Thursday, September 22, 2011

It's My Life, Don't You Forget

I have come to realize in my old age, I’m 31 and I’m allowed to say that now, that I don’t “play the field” as well as I used to. Not that I overly played it in my younger days, but now that I’m older and have three small children, I realize that I don’t have the energy to play Chutes and Ladders most days, never mind the dating field. Not only do I work a full-time job, I am also struggling to balance that with a full-time class load at DeVry University online. Who has time to find a sitter, shower, make myself look human, (AKA fake) and pretend to be a lady on a date when the good Lord knows I’m just waiting for my date to say goodnight so I can take off my bra and put on my granny pajamas and curl up in bed with my book? It’s utterly exhausting. I think my problem is that I try too hard on dates to be what the other person is looking for, instead of being myself.
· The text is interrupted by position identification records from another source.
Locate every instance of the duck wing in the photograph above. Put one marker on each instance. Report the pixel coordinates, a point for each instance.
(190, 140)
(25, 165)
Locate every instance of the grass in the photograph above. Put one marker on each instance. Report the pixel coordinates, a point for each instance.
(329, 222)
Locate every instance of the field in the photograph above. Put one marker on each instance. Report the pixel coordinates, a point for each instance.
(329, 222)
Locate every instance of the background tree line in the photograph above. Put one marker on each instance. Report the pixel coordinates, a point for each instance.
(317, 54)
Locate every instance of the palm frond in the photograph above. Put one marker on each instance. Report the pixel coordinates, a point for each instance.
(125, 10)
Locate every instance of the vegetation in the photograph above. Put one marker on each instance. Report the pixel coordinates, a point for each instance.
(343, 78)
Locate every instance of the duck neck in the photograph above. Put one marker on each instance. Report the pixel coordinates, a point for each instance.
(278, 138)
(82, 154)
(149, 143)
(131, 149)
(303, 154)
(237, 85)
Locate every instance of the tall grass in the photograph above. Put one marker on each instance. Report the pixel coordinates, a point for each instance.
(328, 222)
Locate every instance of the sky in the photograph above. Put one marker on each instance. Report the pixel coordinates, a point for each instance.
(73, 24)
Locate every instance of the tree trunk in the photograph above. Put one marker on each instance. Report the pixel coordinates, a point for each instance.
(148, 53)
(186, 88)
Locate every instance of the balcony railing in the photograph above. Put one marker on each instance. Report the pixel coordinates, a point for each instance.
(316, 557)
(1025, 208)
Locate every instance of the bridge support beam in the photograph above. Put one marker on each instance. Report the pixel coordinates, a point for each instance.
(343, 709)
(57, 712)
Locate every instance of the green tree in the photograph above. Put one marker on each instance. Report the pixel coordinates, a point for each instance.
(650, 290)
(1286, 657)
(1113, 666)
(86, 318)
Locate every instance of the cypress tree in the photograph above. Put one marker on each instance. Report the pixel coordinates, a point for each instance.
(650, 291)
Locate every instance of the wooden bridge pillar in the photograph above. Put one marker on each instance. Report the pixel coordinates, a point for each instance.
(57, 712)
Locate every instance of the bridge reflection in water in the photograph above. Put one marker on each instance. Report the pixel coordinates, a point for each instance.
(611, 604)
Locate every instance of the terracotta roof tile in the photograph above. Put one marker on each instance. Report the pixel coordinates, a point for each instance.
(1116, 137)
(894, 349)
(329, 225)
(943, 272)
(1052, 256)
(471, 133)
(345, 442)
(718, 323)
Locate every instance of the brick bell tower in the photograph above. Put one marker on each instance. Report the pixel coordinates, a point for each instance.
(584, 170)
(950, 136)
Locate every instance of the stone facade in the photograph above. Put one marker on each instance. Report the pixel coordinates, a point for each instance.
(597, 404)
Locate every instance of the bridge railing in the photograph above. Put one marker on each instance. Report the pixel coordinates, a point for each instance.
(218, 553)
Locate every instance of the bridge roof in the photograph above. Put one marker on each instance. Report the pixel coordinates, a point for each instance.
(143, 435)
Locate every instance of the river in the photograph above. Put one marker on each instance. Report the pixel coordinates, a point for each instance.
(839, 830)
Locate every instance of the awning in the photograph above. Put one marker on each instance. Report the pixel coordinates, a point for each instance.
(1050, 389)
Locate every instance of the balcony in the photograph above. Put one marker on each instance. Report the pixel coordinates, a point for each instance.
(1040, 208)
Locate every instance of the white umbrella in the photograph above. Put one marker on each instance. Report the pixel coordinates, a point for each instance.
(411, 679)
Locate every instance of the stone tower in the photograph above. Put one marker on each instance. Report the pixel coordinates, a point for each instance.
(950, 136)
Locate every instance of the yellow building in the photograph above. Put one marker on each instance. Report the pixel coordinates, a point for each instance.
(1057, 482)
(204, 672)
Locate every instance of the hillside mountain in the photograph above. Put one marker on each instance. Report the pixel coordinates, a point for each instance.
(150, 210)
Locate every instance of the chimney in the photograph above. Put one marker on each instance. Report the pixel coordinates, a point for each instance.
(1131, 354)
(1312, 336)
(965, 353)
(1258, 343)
I have always been a people pleaser and taken on project type men and tried to fix them into what I needed them to be instead of finding someone who was exactly what I needed them to be from the start. In my twenties, I saw this as a challenge and an adventure, even though that always ended up getting tiring when my superb efforts to be everything to someone only landed me my latest broken heart. It’s only after a decade of mistakes and failed attempts at the “dream” relationship that I finally realized that love shouldn’t be so hard, and if it is, it probably isn’t real love to begin with. Bad relationships are my worst addiction. In my opinion, being involved with bad men is a worse drug than anything you can get on the street. Unfortunately, there isn’t a rehab center for women who fall hopelessly in love with loser after loser hoping to turn them into the prince charming they so desperately want them to be. So I struggled, I spent thousands of dollars, I took physical and emotional abuse, I put my children in undesirable situations and sacrificed my own wants and needs to meet the ones of my undeserving partner, If you can even call them a partner. It was more like raising another child, time and time again.
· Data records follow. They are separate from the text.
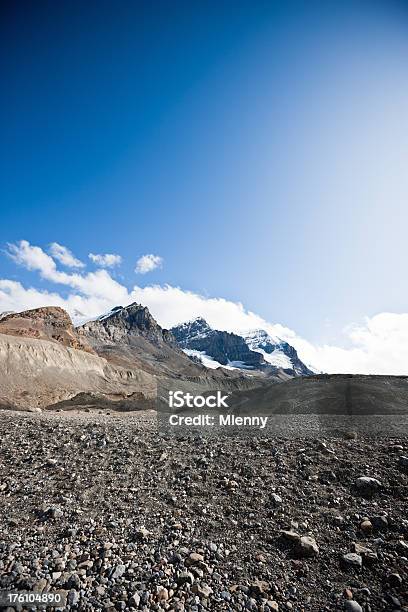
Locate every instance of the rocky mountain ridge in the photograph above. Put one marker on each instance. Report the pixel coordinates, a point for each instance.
(256, 351)
(117, 360)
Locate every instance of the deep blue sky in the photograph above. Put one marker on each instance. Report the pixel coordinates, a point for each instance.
(260, 148)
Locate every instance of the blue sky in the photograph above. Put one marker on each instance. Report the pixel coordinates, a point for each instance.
(258, 148)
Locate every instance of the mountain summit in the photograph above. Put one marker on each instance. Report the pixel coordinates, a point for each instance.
(276, 352)
(256, 350)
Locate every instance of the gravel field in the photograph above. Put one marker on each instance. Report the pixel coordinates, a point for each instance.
(101, 507)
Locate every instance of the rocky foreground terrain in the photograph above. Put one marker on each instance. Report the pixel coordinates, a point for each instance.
(120, 518)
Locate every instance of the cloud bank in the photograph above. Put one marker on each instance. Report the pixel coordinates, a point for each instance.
(108, 260)
(147, 263)
(379, 345)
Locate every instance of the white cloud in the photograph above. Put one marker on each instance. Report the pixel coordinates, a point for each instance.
(107, 260)
(64, 256)
(379, 345)
(99, 283)
(147, 263)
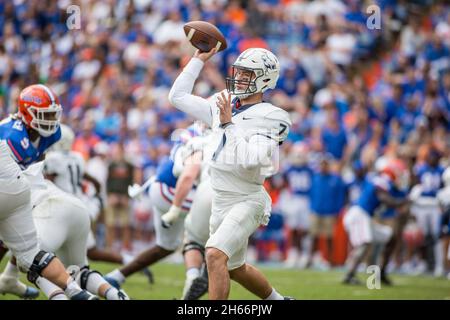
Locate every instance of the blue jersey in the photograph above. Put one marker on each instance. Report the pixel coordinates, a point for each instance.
(16, 136)
(164, 172)
(430, 179)
(368, 199)
(299, 179)
(328, 194)
(392, 212)
(354, 189)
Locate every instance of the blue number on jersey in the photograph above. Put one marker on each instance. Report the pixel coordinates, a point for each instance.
(16, 136)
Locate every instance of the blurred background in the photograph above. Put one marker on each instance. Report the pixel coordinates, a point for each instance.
(356, 96)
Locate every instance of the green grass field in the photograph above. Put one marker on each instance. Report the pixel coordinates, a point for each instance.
(169, 281)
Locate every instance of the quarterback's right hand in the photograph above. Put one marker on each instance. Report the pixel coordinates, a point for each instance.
(205, 56)
(170, 216)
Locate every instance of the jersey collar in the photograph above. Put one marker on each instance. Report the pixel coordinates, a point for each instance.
(238, 108)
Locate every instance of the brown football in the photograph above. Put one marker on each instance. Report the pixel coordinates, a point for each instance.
(204, 36)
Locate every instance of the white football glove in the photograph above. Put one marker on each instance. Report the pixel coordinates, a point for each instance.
(171, 216)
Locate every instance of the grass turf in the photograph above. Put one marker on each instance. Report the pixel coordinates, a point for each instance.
(301, 284)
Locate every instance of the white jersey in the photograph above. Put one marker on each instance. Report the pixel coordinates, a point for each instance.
(242, 154)
(68, 168)
(41, 189)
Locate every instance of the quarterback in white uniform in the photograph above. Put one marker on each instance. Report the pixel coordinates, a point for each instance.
(246, 136)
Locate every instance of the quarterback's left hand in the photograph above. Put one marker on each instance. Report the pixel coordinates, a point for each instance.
(224, 105)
What finally broke the cycle for me? I don’t know if I even have. I have no idea what the hell I am doing most days. I don’t have a five year plan. I don’t have a savings account. I don’t know if I’m going to make it to work on time every day, never mind graduate college. In my life, I have to take things one day at a time. I’ve had to learn to take a deep breath every once in a while and just focus on what’s happening now instead of obsessing over what should or could be tomorrow. I’ve had to learn to say no to them and yes to me. And for the first time in about 15 years, I feel good about myself. I’m in a better place emotionally than I have been in a long time. It’s empowering to know that I finally have control over my life. What happens today is my decision and no one else’s. If I mess up, it’s on me. If I succeed, that’s also on me. I’m no longer living life in a constant reactive state. I’m no longer cleaning up messes I didn’t make, aside from the ones my children make every day. It is MY life.
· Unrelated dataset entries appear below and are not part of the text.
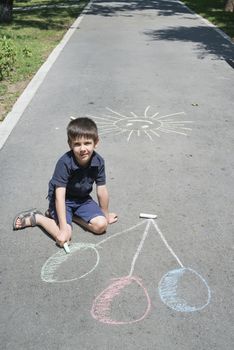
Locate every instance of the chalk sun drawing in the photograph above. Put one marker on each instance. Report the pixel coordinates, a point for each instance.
(181, 289)
(144, 125)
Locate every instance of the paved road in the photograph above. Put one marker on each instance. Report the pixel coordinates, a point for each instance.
(155, 78)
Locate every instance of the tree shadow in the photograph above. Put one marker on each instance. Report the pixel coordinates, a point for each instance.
(208, 40)
(44, 19)
(117, 8)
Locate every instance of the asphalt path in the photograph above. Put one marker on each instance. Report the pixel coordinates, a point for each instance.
(157, 80)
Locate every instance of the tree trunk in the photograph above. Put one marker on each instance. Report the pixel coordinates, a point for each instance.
(6, 10)
(229, 7)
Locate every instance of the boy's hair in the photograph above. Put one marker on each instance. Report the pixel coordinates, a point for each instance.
(82, 127)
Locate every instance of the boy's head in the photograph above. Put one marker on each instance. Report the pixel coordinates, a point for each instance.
(82, 127)
(82, 136)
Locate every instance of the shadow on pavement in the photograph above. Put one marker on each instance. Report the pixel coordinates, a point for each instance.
(207, 39)
(117, 8)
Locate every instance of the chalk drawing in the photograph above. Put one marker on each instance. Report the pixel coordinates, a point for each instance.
(194, 295)
(176, 297)
(101, 309)
(52, 265)
(143, 125)
(181, 289)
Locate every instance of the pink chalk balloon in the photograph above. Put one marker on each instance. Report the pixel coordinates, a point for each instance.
(101, 308)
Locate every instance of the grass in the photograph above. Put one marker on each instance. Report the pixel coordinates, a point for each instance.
(213, 10)
(34, 33)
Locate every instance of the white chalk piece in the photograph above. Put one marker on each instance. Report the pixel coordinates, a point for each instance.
(148, 216)
(66, 248)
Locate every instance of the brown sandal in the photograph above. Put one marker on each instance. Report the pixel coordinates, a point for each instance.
(26, 214)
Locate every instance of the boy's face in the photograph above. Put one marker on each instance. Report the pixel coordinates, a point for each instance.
(83, 149)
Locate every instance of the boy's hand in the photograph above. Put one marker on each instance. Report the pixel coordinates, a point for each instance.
(64, 236)
(112, 218)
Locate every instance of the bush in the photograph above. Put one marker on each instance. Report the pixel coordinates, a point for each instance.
(7, 57)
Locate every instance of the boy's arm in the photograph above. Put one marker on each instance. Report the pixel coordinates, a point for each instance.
(61, 213)
(103, 200)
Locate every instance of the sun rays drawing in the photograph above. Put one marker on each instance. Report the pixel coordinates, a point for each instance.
(146, 125)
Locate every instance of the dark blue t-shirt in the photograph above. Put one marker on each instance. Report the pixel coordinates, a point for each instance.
(77, 180)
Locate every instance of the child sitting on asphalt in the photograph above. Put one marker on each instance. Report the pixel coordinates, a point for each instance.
(70, 188)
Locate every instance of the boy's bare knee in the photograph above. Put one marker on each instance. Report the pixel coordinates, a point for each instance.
(99, 224)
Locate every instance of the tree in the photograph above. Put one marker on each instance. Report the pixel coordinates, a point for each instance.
(6, 10)
(229, 7)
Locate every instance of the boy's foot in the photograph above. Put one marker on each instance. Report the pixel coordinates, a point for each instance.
(25, 219)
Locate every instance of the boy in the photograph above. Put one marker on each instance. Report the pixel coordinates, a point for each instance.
(70, 188)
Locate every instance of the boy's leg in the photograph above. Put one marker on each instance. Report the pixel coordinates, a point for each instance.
(96, 225)
(49, 225)
(90, 216)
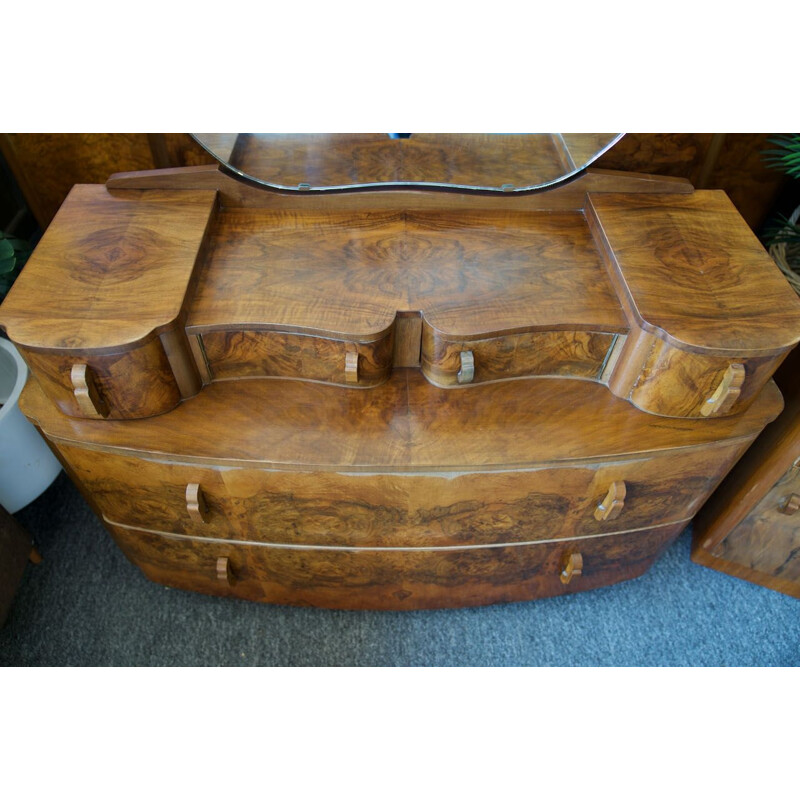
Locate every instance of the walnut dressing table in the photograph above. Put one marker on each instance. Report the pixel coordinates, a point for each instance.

I am living for myself and my children for the first time in a long time and it feels so good. If someone should happen to come along who can accept me and my children for who we are, ratty holey pajamas and all, then good for them. I refuse to put on a face full of makeup for someone else ever again. I am not a clown. It is not my job to make them laugh, although I probably will. I’ll get dressed up to make myself feel good. I’ll put on my makeup because is pretty and fun to wear, but as Marilyn Monroe said, “If you can’t handle me at my worst, then you sure as hell don’t deserve me at my best”. Challenge accepted.